Balances at June 29, 2013

     7,578        6,475      $ 9.36         2,850      $ 3.17   

Granted

     (499     —          —           400        1.12   

Exercised or released

     —          (8     0.97         (468     2.73   

Cancelled or forfeited

     392        (281     12.36         (141     2.95   
  

 

 

   

 

 

      

 

 

   

Balances at September 28, 2013

     7,471        6,186        9.25         2,641        2.95   
  

 

 

   

 

 

      

 

 

   

Supplemental disclosure information about our stock options outstanding as of September 28, 2013 is as follows:

 

                   Weighted-         
            Weighted-      Average      Aggregate  
            Average      Remaining      Intrinsic  
     Shares      Exercise Price      Contractual Life      Value  
     (Thousands)             (Years)      (Thousands)  
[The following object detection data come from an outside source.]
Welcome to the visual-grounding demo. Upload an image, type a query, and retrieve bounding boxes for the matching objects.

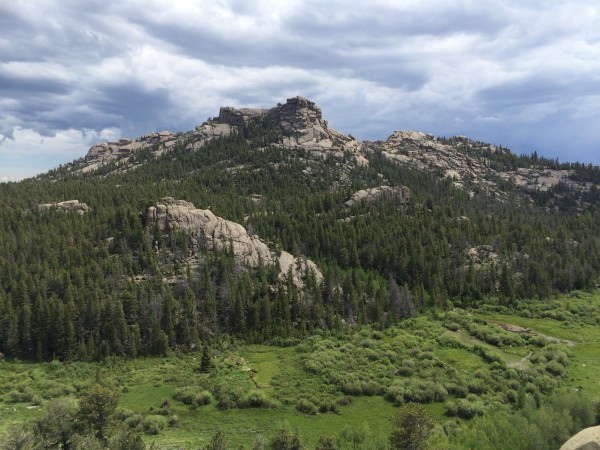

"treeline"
[0,127,600,360]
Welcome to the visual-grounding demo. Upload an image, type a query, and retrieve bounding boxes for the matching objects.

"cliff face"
[74,97,598,211]
[147,197,323,287]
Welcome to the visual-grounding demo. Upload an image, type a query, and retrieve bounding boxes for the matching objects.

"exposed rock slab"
[560,426,600,450]
[383,131,486,187]
[147,197,323,286]
[345,186,410,207]
[37,200,90,215]
[217,96,368,165]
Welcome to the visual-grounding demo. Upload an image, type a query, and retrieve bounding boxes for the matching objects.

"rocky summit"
[71,96,598,212]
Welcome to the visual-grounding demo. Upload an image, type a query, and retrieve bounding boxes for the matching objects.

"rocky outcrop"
[560,426,600,450]
[383,131,486,187]
[345,186,410,207]
[78,97,368,173]
[37,200,90,215]
[500,168,594,192]
[147,197,323,286]
[217,96,368,164]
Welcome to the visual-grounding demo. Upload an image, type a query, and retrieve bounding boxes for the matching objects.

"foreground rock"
[37,200,90,215]
[147,197,323,286]
[560,426,600,450]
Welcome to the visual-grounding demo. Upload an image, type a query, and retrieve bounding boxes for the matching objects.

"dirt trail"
[507,352,533,369]
[490,320,575,347]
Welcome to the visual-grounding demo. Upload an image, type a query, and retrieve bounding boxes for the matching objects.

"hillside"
[0,97,600,360]
[0,97,600,449]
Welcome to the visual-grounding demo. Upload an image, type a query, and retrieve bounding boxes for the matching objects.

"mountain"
[0,97,600,360]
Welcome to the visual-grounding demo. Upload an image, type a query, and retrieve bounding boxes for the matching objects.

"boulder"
[560,426,600,450]
[37,200,90,215]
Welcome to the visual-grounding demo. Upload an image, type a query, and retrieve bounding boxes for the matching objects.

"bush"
[444,398,485,419]
[142,415,167,435]
[296,398,317,416]
[319,400,340,414]
[335,395,354,406]
[173,386,213,408]
[316,434,338,450]
[269,425,302,450]
[237,391,277,408]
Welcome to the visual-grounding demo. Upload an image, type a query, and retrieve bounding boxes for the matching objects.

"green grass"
[0,296,600,448]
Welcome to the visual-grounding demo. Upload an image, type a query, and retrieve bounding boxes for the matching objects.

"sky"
[0,0,600,181]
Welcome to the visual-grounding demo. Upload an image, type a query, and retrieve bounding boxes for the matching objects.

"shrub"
[319,400,340,414]
[269,425,302,450]
[173,386,212,408]
[445,398,485,419]
[296,398,317,416]
[316,434,338,450]
[142,415,167,435]
[335,395,354,406]
[237,391,277,408]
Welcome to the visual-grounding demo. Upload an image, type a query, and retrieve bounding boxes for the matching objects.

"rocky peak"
[217,96,368,164]
[383,131,487,191]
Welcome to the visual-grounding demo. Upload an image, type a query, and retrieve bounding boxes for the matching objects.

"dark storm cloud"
[0,0,600,178]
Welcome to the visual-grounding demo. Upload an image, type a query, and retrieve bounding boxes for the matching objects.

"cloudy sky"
[0,0,600,181]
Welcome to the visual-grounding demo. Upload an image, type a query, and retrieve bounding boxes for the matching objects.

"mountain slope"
[0,97,600,359]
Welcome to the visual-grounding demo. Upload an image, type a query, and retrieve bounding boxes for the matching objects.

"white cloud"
[0,0,600,176]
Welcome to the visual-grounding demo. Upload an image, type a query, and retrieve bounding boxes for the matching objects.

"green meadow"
[0,293,600,449]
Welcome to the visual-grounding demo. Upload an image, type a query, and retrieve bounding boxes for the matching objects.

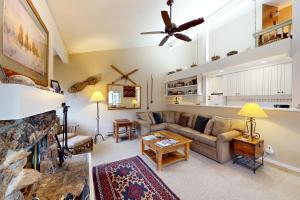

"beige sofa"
[136,111,245,163]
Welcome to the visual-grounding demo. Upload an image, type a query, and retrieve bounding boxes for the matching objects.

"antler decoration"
[68,75,101,93]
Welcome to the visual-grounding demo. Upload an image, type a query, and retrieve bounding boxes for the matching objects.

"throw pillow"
[178,115,190,127]
[153,112,163,124]
[137,112,152,124]
[212,117,232,137]
[204,119,215,135]
[194,115,209,133]
[180,113,194,128]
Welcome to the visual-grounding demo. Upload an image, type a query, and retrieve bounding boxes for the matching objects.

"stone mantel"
[0,84,64,120]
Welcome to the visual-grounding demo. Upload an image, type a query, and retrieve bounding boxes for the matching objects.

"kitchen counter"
[167,104,300,112]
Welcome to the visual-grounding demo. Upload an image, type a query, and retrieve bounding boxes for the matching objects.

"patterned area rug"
[93,156,179,200]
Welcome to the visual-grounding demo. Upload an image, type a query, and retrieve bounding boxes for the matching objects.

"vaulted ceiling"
[47,0,230,53]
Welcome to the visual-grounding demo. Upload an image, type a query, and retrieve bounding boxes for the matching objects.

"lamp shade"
[238,103,268,118]
[131,99,138,105]
[90,91,105,102]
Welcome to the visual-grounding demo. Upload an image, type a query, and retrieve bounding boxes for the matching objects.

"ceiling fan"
[141,0,204,46]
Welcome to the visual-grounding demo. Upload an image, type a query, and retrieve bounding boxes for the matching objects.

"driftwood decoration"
[68,75,101,93]
[111,65,139,85]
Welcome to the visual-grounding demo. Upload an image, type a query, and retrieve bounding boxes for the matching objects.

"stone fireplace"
[0,111,59,200]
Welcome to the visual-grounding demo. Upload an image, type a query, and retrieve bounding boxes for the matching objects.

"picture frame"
[50,80,61,94]
[0,0,49,87]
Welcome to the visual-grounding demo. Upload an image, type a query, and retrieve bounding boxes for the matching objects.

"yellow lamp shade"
[90,91,105,102]
[131,99,137,105]
[238,103,268,118]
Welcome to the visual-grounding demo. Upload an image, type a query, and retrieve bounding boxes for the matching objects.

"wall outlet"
[265,145,274,155]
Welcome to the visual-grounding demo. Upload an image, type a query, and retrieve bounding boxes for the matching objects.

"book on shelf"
[155,139,177,147]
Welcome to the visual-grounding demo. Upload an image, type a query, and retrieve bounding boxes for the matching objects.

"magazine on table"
[155,139,177,147]
[143,135,157,141]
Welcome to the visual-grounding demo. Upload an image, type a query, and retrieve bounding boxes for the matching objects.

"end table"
[233,136,264,173]
[113,119,134,143]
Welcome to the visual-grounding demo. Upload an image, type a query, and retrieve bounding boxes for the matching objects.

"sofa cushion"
[194,134,217,147]
[150,123,166,132]
[178,127,201,139]
[175,112,181,124]
[166,124,183,133]
[211,116,232,136]
[163,111,175,123]
[137,112,152,124]
[203,119,215,135]
[178,115,190,126]
[152,112,163,124]
[194,115,209,133]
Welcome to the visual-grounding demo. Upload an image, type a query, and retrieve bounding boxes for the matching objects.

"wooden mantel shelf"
[0,84,64,120]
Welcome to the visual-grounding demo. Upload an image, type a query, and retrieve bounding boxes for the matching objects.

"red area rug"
[93,156,179,200]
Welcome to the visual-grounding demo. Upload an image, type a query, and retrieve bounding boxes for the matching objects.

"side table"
[113,119,134,143]
[233,136,264,173]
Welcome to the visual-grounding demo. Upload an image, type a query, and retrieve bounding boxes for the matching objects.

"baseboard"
[264,158,300,173]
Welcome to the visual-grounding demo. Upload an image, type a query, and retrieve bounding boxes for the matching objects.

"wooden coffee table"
[141,131,192,170]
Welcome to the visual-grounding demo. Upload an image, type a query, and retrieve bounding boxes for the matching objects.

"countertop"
[167,104,300,112]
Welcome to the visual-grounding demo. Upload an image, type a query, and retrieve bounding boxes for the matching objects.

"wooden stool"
[113,119,134,143]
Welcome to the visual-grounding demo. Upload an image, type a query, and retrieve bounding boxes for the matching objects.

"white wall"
[54,42,196,134]
[209,9,255,58]
[292,0,300,107]
[32,0,68,80]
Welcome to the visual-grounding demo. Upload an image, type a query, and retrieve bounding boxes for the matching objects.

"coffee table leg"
[156,152,162,170]
[184,143,190,160]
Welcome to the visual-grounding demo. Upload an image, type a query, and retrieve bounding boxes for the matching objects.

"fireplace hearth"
[0,111,59,200]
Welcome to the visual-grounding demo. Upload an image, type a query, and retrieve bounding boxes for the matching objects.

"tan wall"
[278,6,293,23]
[54,43,196,134]
[168,106,300,168]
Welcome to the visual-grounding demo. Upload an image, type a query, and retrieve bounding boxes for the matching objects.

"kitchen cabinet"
[223,63,292,96]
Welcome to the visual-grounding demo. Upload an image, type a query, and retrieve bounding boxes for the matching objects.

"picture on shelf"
[51,80,61,93]
[2,0,49,86]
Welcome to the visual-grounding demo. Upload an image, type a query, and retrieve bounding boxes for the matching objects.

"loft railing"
[253,20,293,47]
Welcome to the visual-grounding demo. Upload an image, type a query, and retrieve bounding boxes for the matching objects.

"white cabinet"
[270,64,292,95]
[224,64,292,96]
[207,76,224,95]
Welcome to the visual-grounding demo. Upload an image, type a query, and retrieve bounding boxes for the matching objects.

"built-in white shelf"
[166,94,199,97]
[0,84,64,120]
[167,85,198,90]
[165,38,292,82]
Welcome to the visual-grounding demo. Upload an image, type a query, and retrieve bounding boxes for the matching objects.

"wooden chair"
[58,124,93,155]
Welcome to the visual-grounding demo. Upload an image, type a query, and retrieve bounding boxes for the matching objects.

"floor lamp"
[90,91,105,144]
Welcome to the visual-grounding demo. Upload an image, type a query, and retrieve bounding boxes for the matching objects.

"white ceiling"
[47,0,231,53]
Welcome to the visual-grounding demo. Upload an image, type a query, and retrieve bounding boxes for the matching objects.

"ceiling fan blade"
[174,33,192,42]
[161,10,172,28]
[159,35,170,46]
[141,31,166,35]
[176,17,204,32]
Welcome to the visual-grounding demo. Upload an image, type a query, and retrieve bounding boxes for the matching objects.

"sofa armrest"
[217,130,242,142]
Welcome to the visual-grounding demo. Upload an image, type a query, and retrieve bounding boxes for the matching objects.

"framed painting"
[1,0,49,86]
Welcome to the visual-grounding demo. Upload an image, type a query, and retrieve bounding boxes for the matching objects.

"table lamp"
[238,103,268,141]
[90,91,105,143]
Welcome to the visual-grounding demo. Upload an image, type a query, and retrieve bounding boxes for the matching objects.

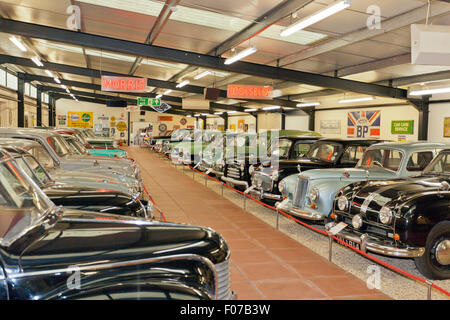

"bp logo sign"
[81,113,91,122]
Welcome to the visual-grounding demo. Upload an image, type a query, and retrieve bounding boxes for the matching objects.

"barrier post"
[328,234,333,262]
[425,280,433,300]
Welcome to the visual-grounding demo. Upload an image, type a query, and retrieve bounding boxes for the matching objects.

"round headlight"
[378,207,392,224]
[338,196,348,211]
[352,214,362,229]
[309,187,319,201]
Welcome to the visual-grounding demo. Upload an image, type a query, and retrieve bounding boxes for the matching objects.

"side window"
[341,146,366,164]
[406,151,433,171]
[292,142,311,159]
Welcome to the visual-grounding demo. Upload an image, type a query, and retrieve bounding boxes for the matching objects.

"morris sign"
[227,84,273,99]
[102,76,147,92]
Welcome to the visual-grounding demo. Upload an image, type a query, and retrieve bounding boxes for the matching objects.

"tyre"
[414,221,450,280]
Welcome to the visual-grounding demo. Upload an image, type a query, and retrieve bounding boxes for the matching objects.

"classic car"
[248,139,383,203]
[222,130,320,189]
[276,142,444,221]
[0,127,142,180]
[0,138,145,195]
[0,150,232,300]
[0,144,153,219]
[326,149,450,279]
[55,128,128,158]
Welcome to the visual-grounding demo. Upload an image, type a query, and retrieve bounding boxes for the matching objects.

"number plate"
[336,235,361,250]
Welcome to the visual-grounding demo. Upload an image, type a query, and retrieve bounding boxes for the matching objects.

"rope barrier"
[149,146,450,297]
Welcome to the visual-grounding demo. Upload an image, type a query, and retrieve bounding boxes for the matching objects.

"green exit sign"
[137,98,161,106]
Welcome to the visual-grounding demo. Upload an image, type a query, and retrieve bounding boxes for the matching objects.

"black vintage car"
[249,139,383,203]
[0,142,152,219]
[0,150,232,300]
[327,150,450,279]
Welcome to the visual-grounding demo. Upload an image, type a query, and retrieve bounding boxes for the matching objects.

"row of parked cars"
[148,130,450,279]
[0,128,234,300]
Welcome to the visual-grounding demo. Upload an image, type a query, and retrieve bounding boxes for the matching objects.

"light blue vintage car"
[276,142,450,222]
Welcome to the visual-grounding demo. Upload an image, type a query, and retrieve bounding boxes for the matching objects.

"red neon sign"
[102,76,147,92]
[227,84,273,99]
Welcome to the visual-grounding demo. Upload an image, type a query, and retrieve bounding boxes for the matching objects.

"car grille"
[292,177,309,208]
[214,260,231,300]
[227,165,241,180]
[254,174,273,191]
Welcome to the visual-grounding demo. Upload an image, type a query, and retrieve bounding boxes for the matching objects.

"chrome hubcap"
[436,240,450,266]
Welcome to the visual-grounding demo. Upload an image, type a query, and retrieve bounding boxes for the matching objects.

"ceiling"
[0,0,450,115]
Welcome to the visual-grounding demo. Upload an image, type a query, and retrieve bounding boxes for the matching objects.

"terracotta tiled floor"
[128,147,389,300]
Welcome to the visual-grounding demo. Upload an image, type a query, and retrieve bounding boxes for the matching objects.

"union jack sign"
[347,110,381,138]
Options and SARs exercisable at September 28, 2013

     5,407       $ 9.79         4.5       $ 180   

Options and SARs outstanding at September 28, 2013

     6,186         9.25         5.0         184   

The aggregate intrinsic value in the table above represents the total pre-tax intrinsic value, based on the closing price of our common stock of $1.80 on September 27, 2013, which would have been received by the option holders had all option holders exercised their options as of that date. There were approximately 0.2 million shares of common stock subject to in-the-money options which were exercisable as of September 28, 2013. We settle employee stock option exercises with newly issued shares of common stock.